The HS now has a newer and more normal grading curve. For a few years, all the transcripts had explanaotry notes describing the transition from the old to new system.

Not until the student is accepted and they have to report on the CDS. If Cornell receives thousands of applications from NY residents, many of which are on a 100 point scale, why on earth would they waste their time recomputing all of those transcripts into a 4.0?

Big Red knows with certainty that it wants top decile kids and perhaps even top quintile. It’s just a lot more efficient to eyeball the app and Profile to see where the 95 falls: top 10 students, or top 20%? A quick look at the transcript to AP/IB courses (AP rigor or AP Lite?), and GC rec for ‘most rigorous’ box and this whole process takes a minute. Recalculating thousands of GPAs would take hours.

Do you really believe that they have the staffing and would spend the money to do so? If so, who performs that grunt work task? Have you or your college-aged kids ever known of a college student who had such a work study/volunteer job? Even seen it advertised on the school job board?
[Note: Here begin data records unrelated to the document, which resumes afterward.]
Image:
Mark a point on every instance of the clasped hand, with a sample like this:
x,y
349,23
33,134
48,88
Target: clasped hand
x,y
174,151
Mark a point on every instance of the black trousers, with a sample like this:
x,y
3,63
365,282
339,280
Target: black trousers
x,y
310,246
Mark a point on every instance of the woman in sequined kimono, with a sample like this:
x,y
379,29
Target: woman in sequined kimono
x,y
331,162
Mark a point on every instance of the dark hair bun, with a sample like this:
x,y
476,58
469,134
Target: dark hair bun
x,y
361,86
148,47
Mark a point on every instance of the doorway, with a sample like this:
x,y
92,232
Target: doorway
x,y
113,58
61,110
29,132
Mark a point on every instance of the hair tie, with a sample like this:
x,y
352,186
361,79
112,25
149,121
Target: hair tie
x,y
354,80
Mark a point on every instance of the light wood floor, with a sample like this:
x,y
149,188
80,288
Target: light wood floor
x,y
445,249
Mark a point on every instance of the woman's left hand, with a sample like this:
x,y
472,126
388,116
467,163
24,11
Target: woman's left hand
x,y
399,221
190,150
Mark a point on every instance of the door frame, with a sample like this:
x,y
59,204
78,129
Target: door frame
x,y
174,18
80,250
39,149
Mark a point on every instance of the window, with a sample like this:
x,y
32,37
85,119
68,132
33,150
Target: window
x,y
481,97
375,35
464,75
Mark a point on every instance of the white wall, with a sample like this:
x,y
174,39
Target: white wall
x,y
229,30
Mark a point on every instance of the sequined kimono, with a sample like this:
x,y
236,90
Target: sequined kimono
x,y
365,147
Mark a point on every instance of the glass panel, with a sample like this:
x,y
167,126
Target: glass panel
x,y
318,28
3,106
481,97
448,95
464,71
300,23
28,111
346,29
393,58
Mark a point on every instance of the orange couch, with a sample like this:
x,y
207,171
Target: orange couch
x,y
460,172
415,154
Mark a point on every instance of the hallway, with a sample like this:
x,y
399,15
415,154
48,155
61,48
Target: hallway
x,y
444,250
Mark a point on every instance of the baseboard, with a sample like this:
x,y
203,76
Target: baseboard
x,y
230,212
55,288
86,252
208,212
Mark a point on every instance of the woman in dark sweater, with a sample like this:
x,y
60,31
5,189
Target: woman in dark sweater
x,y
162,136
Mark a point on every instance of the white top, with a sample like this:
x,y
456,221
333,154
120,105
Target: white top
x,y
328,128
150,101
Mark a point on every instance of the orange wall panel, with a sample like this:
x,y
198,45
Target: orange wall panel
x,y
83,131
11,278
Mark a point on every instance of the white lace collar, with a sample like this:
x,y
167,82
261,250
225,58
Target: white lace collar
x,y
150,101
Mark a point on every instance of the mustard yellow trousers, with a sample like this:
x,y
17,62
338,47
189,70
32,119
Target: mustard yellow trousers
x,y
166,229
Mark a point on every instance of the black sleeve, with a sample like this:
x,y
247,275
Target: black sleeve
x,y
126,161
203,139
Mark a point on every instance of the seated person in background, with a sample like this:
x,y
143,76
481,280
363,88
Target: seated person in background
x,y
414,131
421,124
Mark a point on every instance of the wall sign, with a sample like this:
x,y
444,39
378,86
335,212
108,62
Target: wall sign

It just doesn’t pass the smell test.

Maybe I dragged my kids to the wrong info sessions, but not one Adcom in sessions that I sat in said that they “recalculate” GPA’s. They all did say that they review the application in context with the HS. But that is shorthand for saying they use the school Profile to establish a proxy for ranking since many high schools don’t rank, and that they don’t penalize a kid for not taking a bunch of AP’s if his/her school only offers 1 or 2; the opposite is also true – take 5 AP’s and they are all AP Lite in contrast to someone who has taken Calc BC, Euro, Lit, Chem/Physics.

Northeastern said they recalculate GPAs with their own weighting system.